I felt strangely guilty. "I just wasn't expecting it."

He nodded his metal head. "Of course not. This way." He pointed with his tentacles toward the next picture. It seemed the same as the previous one, although, if pushed, I would have said it had more red.

Each individual brush stroke or splatter appeared finer. The whole picture had a much more powerful level of detail and that seemed to immediately make me want to . . .

. . . touched my lips against hers. From the corner of my eye, I saw the sunlight flickering, as the long dry grass stems waved in the breeze.

Valentina slipped her tongue into my mouth and wriggled under me. My heart felt like it would explode.

It had been her idea to meet in the fields. She was in the year above me at school -- a year older at fifteen and had been the object of my unrequited desire for two years. But then I'd shot up and girls began to take an interest. I remembered Valentina saw me one day in town as she got out of her parents' car, looking every inch the perfect teenage model. She'd smiled as I walked past -- a slow smile, a special smile -- and I knew; she'd noticed me -- really noticed me.

I could have kissed her forever -- the moment was the most beautiful I'd experienced -- but, then she pulled away and leaned forward, her soft cheek brushing against mine.

"I love you, Viol," she whispered, her breath tickling my ear.

I knew then, we would never, ever . . .

. . . the world tore apart as something spun me into a strange room. A metal creature stood before me. Metal tentacles gripped my shoulders.

"Who . . .? What? Damn you . . ." I shouted as I tried to thrust the creature away.

"Mr. Whistler? D . . . do you remember me?" The creature's mouth was a flickering metal hole.

"What . . .?"

I stood there gasping as knowledge crashed into place, like a fledgling planet bombarded by asteroids.

"Yes, I remember now." I glanced at the painting, suddenly fearful of its power.

The girl had called me Viol.

Violix?

"Are these experiences from your life? Did you know Valentina?"

"Yes, though the image you experience is filtered and interpreted by your particular perceptions. That was the first time I kissed my wife, Valentina. We met as teenagers, and --"

"Well, Mr. Violix, I can tell you that your pictures are entirely unique. I can guarantee --"

He raised his tentacle arm. "But you must see them all, Mr. Whistler. You must understand why you are here. I insist."
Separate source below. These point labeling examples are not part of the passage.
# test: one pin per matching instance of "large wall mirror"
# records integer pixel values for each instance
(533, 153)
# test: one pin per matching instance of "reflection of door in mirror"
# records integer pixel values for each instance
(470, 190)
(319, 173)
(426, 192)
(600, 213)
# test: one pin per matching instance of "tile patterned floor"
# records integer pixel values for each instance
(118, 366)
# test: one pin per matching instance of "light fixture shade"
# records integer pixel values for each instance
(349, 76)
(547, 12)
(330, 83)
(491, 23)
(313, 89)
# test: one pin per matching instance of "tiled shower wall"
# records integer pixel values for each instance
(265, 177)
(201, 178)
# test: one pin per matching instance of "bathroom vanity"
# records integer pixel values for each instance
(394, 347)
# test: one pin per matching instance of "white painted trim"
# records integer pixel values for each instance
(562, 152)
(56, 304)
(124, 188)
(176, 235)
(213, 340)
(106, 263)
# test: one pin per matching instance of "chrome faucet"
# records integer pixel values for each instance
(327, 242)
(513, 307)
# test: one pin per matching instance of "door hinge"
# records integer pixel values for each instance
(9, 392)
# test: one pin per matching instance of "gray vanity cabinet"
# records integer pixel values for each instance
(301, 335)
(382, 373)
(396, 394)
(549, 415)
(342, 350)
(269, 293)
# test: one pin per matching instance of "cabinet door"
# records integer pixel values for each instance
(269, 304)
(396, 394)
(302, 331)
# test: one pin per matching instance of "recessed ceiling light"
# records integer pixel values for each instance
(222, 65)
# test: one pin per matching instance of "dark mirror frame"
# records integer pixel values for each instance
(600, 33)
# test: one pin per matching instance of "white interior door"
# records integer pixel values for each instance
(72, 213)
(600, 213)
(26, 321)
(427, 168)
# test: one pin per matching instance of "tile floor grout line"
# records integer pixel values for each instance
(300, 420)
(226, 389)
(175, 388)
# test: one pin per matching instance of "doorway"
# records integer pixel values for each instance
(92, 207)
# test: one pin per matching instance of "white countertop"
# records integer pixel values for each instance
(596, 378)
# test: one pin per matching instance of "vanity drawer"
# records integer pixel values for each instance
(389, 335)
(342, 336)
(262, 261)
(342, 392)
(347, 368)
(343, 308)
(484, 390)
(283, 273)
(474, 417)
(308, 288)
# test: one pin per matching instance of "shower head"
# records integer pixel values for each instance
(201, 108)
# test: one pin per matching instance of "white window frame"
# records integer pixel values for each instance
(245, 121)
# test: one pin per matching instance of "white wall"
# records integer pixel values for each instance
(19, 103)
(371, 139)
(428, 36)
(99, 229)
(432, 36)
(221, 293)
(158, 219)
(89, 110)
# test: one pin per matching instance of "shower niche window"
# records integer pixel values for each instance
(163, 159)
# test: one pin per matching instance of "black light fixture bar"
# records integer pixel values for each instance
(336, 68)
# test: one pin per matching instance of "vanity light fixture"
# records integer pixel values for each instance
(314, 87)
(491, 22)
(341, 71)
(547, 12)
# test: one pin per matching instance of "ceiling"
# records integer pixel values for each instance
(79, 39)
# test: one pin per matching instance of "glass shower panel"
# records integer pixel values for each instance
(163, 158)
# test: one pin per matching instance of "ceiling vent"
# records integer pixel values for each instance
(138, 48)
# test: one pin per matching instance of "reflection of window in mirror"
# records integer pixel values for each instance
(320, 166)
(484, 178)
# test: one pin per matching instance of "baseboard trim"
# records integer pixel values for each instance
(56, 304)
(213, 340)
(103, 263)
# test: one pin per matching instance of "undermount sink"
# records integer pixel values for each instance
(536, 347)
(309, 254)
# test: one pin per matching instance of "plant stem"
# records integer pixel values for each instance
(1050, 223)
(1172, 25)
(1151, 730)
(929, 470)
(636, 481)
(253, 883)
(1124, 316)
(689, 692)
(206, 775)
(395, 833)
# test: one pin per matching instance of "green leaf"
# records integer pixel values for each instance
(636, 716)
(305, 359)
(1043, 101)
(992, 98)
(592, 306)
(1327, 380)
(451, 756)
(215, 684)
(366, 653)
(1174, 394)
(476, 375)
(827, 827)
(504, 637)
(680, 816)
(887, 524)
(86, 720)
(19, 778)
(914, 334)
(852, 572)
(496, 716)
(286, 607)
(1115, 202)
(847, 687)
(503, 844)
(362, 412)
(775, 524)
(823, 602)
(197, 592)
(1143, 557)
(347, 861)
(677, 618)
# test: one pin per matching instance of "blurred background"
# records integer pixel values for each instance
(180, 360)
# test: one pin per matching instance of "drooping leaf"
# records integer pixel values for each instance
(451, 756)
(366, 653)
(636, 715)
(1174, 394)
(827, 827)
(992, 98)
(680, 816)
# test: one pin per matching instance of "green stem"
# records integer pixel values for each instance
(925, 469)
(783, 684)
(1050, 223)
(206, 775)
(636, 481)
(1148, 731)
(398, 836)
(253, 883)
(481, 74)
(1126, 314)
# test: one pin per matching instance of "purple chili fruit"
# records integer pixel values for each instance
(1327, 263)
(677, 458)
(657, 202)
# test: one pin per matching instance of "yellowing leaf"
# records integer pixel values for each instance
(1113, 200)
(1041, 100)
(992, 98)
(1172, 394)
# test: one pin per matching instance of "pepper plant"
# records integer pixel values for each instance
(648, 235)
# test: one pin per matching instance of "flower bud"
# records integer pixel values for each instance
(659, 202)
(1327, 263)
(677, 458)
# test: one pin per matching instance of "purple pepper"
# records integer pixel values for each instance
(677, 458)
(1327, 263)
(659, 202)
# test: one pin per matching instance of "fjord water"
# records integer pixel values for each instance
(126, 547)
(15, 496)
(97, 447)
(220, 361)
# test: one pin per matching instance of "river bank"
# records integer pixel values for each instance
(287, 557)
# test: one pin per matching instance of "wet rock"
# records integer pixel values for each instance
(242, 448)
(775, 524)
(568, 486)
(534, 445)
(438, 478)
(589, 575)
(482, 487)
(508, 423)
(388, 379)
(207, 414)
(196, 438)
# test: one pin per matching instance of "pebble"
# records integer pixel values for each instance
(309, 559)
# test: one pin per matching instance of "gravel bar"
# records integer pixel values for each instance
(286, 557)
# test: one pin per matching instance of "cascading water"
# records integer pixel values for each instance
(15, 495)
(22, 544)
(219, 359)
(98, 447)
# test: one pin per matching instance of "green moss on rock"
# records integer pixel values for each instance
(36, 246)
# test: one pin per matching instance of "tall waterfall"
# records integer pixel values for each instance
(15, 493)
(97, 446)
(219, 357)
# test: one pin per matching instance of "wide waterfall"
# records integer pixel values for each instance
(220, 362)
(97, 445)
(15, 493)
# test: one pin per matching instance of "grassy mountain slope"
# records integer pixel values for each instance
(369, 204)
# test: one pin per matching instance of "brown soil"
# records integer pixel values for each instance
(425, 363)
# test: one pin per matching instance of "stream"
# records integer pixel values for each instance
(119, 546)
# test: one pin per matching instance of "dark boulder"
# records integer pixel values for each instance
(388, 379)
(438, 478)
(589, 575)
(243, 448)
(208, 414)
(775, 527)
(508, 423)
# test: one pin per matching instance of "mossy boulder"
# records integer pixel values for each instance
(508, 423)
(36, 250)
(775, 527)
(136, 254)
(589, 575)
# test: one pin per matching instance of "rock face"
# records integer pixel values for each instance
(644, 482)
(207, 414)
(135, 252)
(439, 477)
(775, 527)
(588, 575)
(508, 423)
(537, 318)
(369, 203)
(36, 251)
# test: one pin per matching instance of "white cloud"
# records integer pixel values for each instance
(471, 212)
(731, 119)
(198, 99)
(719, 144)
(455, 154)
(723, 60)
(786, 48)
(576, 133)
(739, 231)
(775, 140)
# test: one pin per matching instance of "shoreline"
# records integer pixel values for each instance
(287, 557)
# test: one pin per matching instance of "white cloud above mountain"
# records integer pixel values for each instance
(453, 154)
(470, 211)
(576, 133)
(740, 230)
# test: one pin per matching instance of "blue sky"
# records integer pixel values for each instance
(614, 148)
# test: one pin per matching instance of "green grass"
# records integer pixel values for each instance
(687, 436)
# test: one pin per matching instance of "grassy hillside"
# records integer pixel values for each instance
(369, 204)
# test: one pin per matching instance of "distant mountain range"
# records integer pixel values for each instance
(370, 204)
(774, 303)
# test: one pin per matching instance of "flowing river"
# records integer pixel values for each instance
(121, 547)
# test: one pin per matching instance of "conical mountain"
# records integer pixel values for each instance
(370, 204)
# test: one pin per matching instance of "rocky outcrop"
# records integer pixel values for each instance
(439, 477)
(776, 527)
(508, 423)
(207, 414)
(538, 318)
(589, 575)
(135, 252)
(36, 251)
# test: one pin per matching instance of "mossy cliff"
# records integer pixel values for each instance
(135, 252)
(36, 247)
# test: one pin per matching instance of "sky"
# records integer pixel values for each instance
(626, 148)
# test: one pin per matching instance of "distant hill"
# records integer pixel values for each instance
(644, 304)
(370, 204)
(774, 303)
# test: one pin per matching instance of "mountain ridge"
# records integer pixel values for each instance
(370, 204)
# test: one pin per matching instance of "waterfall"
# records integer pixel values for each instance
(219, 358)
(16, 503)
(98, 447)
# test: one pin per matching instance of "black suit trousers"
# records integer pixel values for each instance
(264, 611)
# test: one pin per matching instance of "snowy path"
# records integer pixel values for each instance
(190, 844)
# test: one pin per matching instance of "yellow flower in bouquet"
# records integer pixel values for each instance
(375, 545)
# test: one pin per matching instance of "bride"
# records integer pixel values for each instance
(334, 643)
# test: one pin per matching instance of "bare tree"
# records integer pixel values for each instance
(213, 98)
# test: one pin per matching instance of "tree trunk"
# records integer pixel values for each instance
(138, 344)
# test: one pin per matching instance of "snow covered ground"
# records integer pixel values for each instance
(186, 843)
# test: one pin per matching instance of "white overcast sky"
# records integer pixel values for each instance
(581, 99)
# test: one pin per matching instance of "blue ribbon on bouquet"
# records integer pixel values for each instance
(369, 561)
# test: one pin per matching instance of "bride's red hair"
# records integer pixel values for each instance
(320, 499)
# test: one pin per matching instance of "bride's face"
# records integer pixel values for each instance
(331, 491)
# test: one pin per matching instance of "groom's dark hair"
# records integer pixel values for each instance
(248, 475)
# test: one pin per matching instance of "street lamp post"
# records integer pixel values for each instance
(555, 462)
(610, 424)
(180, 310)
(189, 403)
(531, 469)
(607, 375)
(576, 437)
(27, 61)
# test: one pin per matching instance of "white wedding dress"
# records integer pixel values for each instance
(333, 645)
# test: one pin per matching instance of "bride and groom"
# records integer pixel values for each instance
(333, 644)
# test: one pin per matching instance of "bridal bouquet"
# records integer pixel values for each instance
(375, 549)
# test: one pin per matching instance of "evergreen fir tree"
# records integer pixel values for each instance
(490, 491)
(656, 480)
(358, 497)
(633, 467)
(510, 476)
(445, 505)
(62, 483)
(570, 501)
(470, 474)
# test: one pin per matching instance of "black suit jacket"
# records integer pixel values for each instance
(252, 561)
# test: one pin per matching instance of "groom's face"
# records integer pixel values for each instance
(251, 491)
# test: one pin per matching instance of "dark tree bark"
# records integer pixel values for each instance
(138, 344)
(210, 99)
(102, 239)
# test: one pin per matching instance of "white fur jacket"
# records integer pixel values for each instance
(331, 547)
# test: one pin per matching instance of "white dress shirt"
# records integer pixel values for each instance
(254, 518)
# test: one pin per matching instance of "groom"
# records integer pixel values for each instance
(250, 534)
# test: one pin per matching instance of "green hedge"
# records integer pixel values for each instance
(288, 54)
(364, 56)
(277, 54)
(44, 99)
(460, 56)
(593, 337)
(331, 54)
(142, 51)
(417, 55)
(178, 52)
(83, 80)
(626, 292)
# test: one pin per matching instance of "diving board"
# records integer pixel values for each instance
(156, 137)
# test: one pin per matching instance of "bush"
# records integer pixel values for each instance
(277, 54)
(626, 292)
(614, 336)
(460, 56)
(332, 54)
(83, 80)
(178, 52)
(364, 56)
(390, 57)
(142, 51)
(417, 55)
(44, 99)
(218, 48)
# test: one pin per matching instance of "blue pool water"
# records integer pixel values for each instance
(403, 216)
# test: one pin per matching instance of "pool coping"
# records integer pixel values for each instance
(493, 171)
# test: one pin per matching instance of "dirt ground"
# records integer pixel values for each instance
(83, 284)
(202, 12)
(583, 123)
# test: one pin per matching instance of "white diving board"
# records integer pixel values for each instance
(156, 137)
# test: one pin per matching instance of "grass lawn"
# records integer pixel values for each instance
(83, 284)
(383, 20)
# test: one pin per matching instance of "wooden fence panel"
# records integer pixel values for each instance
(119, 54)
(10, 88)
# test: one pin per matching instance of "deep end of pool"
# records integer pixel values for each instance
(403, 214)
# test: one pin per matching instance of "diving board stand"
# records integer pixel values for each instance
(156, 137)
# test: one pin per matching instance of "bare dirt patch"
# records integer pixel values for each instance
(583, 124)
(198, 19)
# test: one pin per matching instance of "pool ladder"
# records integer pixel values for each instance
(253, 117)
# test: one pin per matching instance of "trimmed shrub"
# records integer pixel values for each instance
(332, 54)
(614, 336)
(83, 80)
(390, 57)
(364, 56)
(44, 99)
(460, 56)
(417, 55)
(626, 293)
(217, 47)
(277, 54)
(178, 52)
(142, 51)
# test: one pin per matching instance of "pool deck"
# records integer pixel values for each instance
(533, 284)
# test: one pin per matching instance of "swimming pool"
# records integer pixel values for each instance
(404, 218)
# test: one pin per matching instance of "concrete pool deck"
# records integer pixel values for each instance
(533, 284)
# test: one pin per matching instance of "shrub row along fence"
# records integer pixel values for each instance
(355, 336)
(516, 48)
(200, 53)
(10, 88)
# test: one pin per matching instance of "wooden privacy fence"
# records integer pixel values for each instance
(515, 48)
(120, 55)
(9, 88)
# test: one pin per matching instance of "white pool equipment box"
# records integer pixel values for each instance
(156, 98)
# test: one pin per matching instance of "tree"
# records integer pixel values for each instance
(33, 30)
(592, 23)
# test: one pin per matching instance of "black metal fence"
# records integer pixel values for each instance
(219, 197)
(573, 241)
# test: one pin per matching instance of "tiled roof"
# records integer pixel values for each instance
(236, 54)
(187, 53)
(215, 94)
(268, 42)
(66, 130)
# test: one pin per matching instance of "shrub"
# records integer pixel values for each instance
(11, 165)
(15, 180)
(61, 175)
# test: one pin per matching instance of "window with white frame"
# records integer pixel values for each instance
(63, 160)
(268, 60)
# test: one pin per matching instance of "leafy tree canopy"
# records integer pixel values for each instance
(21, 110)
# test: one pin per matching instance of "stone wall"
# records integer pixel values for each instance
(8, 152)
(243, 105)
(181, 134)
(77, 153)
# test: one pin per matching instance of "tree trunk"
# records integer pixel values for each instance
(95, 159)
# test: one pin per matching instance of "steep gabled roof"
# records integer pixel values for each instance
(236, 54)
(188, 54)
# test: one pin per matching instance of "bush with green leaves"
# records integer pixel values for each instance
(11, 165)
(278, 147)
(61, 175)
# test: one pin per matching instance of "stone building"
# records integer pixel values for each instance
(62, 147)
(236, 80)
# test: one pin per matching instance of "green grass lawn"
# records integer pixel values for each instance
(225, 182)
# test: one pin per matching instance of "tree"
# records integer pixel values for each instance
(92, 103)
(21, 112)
I shook my head. "I can't." My heart was still fluttering like a small bird's. "I'd be dead from exhaustion. It's far too powerful an experience."

Violix nodded and glanced at the next picture. "When I paint these pictures, first I form the basic image with paint. Then, I delve beyond the quantum strata of the impasto -- I uncurl space and twist open reality itself -- and, as glimpses of other dimensions bleed through, I am drawn into each world. Some I select, some I refuse. I create a blend of the elements without being aware of it. I experience the events as though living them for the first time. All the time, I am unaware that my hand still paints upon the canvas." He tapped a small, flashing, bulge on his head. "If it weren't for these psychic stabilisers, I would be quite mad, for I forget my life here -- completely. I am hopelessly lost in the pictures. So, Mr. Whistler, I quite understand your difficulty." He held out his grippers; a set of small pincers clasped a pair of green-lensed spectacles. "These will reduce the immersion by . . ." His tentacles waved vaguely in the air for a moment. ". . . about fifty-six point four percent."